Provide the flexibility to integrate code written in any language into your pipeline by wrapping the components inside a Docker container.
Fully custom components

Fully custom components lets us build components by defining the component specification, executor and component interface classes.

Python function-based components

In this style you write a function that is decorated and annotated with type hints.

The type hints describe the InputArtifacts , OutputArtifacts, parameters of your component.

@component
def MuValidationComponent(
  model: InputArtifact[Model],
  blessing: OutputArtifact[Model],
  accuracy_threshold: Parameter[int] = 10,
  ) -> OutputDict(accuracy=float):
  '''My simple custom model validation component.'''

  accuracy = evaluate_model(model)
  if accuracy >= accuracy_threshold:
    write_output_blessing(blessiing)

  return {
    'accuracy': accuracy
  }

Container-based components

To create one we need to specify a Docker container image that includes our component dependencies.

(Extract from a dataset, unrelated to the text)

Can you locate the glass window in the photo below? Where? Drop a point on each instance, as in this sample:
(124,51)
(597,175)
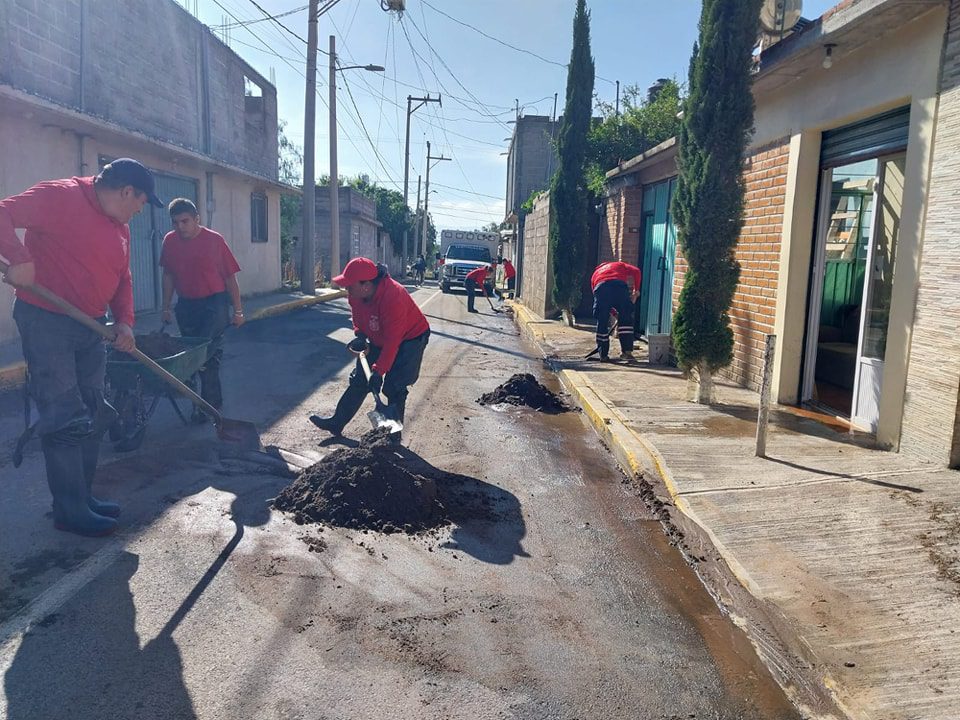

from tfx.dsl.component.experimental import container_component, placeholders
from tfx.types import standard_artifacts

grep_component = container_component.create_container_component(
  name='FilterWithGrep',
  inputs={'text': standard_artifacts.ExternalArtifact},
  outputs={'filtered_text': standard_artifacts.ExternalArtifact},
  parameters={'pattern': str},
  ...
  image='google/cloud-sdk:278.0.0',
  command=[
    'sh', '-exec',
    ...
    ...
    '--pattern', placeholders.InputValuePlaceholder('pattern'),
    '--text', placeholders.InputUriPlaceholder('text'),
    '--filtered-text',
    placeholders.OutputUriPlaceholder('filtered_text'),
  ],
)

Their are other parts of the configuration like container image name and optionally the image tag. For the body of the component we can have command parameter which defines the container entry point command line. The command line can use placeholder objects that are replaced at compilation time with the input, output or parameters.

Fully custom components

Define custom component spec, executor class, and component class
Component reusability
- Reuse a component spec and implement a new executor that derives from an existing component

Defining input and output specifications

These inputs and outputs are wrapped in channels, essentially dictionaries of typed parameters for input and output artifacts.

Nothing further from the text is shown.